This fall, the Life Enrichment staff asked if the group would make purple scarves to raise money for The Walk to End Alzheimer’s. The women knitted about a dozen to be sold in the Victorian Village gift shop — and they sold out.
“Next year, we’ll have to start earlier!” Annette said.
The yarn they use is given to them by friends, relatives, or new residents who aren’t interested in or able to knit anymore, and their projects are completed accordingly. They’re always talking about new projects to try — perhaps mittens for the homeless, Annette suggests. Sometimes they take breaks from their charitable knitting to create a gift for grandchildren or great-grandchildren. Sometimes, they just start knitting, and they’re not sure where the needles will take them.

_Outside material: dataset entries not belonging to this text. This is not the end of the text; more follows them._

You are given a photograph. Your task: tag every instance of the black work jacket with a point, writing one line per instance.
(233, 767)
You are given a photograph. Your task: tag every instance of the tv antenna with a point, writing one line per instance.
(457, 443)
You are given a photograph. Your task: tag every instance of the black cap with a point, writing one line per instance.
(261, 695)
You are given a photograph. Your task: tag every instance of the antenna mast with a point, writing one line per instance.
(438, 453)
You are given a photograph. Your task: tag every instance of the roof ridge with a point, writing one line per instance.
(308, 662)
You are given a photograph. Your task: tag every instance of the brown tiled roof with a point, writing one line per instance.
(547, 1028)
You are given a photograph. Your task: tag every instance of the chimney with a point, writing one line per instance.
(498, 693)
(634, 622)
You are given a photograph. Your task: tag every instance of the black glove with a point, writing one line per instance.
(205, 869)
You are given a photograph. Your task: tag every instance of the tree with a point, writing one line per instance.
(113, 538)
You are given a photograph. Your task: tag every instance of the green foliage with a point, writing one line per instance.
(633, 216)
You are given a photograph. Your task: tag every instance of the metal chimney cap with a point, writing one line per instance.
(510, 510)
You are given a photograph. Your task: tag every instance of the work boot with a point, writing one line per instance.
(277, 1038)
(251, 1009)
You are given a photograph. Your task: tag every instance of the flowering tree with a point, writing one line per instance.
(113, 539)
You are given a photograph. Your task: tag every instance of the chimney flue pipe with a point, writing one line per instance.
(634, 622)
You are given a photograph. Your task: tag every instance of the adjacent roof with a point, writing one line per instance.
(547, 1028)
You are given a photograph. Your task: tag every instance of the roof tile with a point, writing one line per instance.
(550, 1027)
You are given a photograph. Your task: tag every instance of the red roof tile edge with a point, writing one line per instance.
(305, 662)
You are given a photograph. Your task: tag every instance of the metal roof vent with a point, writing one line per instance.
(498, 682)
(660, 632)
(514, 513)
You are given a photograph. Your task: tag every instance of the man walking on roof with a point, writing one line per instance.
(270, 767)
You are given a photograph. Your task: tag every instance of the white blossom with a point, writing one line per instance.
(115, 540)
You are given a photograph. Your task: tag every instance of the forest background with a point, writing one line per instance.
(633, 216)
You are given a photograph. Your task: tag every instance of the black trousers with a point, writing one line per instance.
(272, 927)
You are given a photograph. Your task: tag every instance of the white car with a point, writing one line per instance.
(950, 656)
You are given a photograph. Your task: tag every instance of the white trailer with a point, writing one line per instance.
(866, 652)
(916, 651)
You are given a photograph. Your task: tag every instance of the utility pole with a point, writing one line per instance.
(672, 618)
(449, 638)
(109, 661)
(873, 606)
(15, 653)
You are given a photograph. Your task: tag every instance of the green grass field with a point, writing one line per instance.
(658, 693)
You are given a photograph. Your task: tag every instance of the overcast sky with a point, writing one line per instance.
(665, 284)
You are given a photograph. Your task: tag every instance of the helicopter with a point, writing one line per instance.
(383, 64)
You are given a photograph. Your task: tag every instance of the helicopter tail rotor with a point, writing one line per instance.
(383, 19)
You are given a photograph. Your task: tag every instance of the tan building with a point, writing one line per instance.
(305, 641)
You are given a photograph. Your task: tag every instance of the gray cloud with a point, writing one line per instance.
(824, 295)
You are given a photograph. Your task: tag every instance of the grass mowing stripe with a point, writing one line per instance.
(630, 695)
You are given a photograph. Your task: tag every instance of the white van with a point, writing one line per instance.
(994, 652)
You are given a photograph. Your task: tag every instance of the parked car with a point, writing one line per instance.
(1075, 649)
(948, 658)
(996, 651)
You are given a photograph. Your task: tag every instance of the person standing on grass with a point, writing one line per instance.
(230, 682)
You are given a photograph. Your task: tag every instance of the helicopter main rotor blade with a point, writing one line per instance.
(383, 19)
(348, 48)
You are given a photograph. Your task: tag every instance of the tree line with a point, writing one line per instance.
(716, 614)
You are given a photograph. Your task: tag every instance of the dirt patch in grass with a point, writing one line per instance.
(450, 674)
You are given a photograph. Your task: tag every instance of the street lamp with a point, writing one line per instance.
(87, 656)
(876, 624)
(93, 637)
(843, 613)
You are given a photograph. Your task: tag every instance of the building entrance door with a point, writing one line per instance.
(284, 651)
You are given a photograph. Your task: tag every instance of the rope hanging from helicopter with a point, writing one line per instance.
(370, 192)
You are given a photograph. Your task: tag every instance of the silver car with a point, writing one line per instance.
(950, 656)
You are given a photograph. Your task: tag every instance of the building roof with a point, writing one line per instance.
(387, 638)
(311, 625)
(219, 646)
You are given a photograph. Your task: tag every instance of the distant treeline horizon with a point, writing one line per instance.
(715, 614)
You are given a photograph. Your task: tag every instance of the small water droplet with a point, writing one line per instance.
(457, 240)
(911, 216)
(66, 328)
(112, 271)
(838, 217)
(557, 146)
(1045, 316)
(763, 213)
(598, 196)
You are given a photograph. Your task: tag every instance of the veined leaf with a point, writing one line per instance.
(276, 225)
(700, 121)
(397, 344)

Annette and another group member, Gert Buikema, have been knitting for years — Annette was in eighth grade when she picked up the skill, and Gert was 10 years old when her mother put her in a Wieboldt’s knitting class.
Jenny Smith, on the other hand, has only eight years of knitting experience. She didn’t know how to knit until she came to Victorian Village, but she soon learned that she enjoyed her new hobby — maybe a little too much.
“I was staying up until 3 a.m., working on my knitting!” she said.
The newest knitter at the meetings is Life Enrichment Assistant Deb Hannemann, who leads the group. She typically prefers to crochet, only picking up knitting in the last couple years.
“She’s the leader, but we’re always trying to teach her,” Gert laughed.
All the women certainly enjoy their craft, but they also enjoy the fellowship that comes with the group. That’s what brings them to the lounge each week — a chance to get out and socialize, to see what projects everyone is working on, and just to enjoy each other’s company.
“We do as much talking as we do knitting!” Annette said.